Outro exemplo importante da dilatação do tempo é o paralelo de Hélcio imerso nas profundezas da Baía de Guanabara com a sua carreira de jogador de futebol. Essa passagem é de um brilhantismo único. Além de elevar o tempo de desespero com o rapaz tentando chegar à superfície, valoriza a sua história como zagueiro, que será destrinchada páginas à frente.  

Embora existam essas questões de tensão narrativa, o que ainda predomina no trabalho de Quintanilha é uma visão sobre o cotidiano. Ou melhor, do que é terreno. Não existe Deus nos seus gibis. Ao menos, não da forma onipotente, onisciente e onipresente como costuma ser compreendido nas leituras cristãs mais convencionais. O que se estabelece em Luzes de Niterói é um conflito entre o homem e a natureza. Na realidade, da força da natureza contra a pequenez humana. A tempestade que acomete a costa litorânea de Niterói é de uma força muito acima de qualquer possibilidade de enfrentamento. Quando Hélcio consegue tirar o barco da força do vento e posicioná-lo em uma faixa marítima mais amena, ele o faz com as últimas forças que lhe restam. Não é um milagre, porém também não é um golpe de sorte. É como se a divindade no trabalho de Marcello Quintanilha estivesse em todas as coisas; é como se fosse uma força espalhada pela natureza e não uma força única e concentrada. O apego pelo mínimo que há em volta, se estabelece, inclusive, na sua arte que intenta radiografar tudo que está ao redor em suas particularidades.

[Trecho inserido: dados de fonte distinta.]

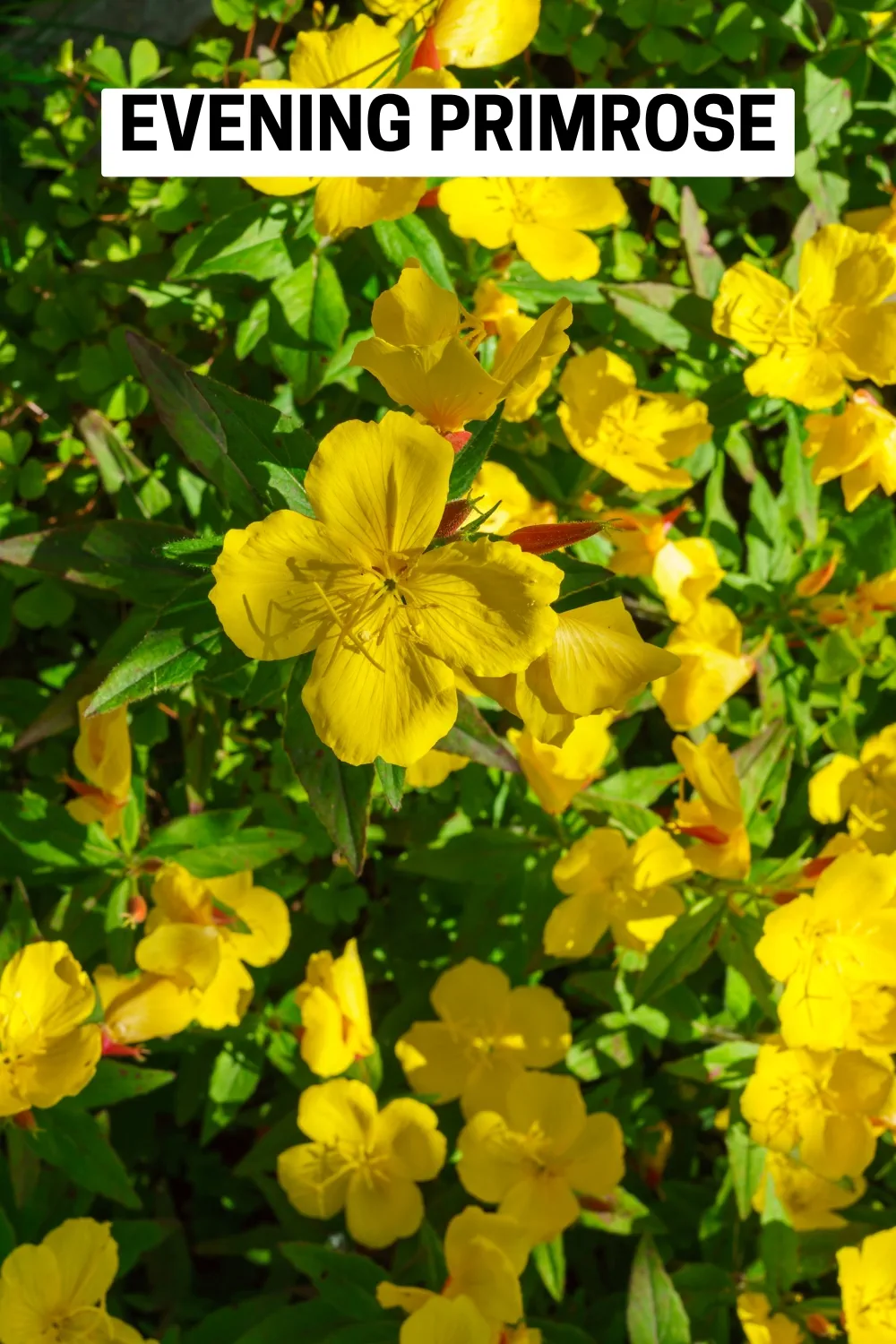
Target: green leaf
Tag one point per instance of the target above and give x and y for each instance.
(392, 782)
(704, 263)
(683, 948)
(402, 239)
(471, 737)
(249, 241)
(113, 554)
(115, 1082)
(339, 793)
(185, 636)
(70, 1139)
(654, 1312)
(469, 460)
(549, 1262)
(308, 320)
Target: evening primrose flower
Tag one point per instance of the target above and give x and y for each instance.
(203, 929)
(713, 814)
(357, 56)
(868, 1288)
(465, 32)
(424, 352)
(543, 217)
(610, 884)
(484, 1255)
(836, 327)
(809, 1201)
(761, 1325)
(392, 624)
(435, 769)
(365, 1160)
(540, 1150)
(56, 1290)
(858, 445)
(142, 1007)
(630, 435)
(818, 1105)
(556, 774)
(336, 1021)
(102, 755)
(500, 494)
(712, 667)
(597, 661)
(47, 1048)
(836, 953)
(863, 789)
(487, 1034)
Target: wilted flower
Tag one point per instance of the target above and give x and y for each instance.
(543, 217)
(390, 623)
(363, 1160)
(487, 1034)
(47, 1048)
(58, 1289)
(712, 667)
(102, 754)
(836, 327)
(201, 932)
(634, 435)
(538, 1152)
(619, 887)
(336, 1021)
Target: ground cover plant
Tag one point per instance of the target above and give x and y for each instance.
(449, 816)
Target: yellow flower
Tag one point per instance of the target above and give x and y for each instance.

A arte de Quintanilha, costumeiramente assombrosa em seu detalhismo, tem momentos bastante fortes em Luzes de Niterói. O episódio da tempestade em que a água do céu se choca com a água do mar, além dos quadros que parecem rasgados pela chuva fazem com que o próprio desenho crie uma aflição palpável. Entretanto, a fixação do autor aos detalhes tem o seu ponto alto durante a sequência do baile. Quintanilha está tão à vontade que brinca com a linguagem dos quadrinhos. Em certo momento, Hélcio corre atrás da garota que conheceu e está indo embora por exigência dos pais. Enquanto a moça está no carro com os vidros fechados e, portanto, sem a possibilidade de emitir sons, ela apenas flexiona a boca para dizer seu nome. Em quatro quadros, Quintanilha se fixa apenas na boca da moça que faz diferentes movimentos. As histórias em quadrinhos, obviamente, não emitem sons. Contudo, o autor nega o balão e estende a aflição para o espectador que não sabe se o rapaz conseguiu captar o nome da pretendente ou não. Além do mais, estende até a página seguinte o balbuciar de Hélcio: “Deise”. Novamente, há a dilatação do tempo. Porém agora não é por um risco de morte, mas por um possível romance.

A história de Hélcio e Deise se encerra nesse momento. Ao menos no gibi. O que importa em Luzes de Niterói é o amor fraterno. A amizade arranhada entre Hélcio e Noel não poderia ficar sem reparação. É diante do fogo que essa condição é retomada. Esse elemento principiador de vida que origina luz e calor, mas também é capaz de queimar quem lida diretamente com ele. Ali os rapazes passam a ver a vida de forma diferente e têm de lidar com sentimentos incomuns de fragilidade na amizade cheia de carinhosas agressões. Entretanto, quando a relação retorna ao estágio normal, eles não são mais os mesmos. Um sentimento de maturidade ou, ao menos de cuidado com o outro, se estabeleceu. Se, para Quintanilha, a divindade está nas pequenas coisas, as luzes de Niterói também estão nesses jovens ordinários que não apenas refletem, mas também emanam suas próprias luzes.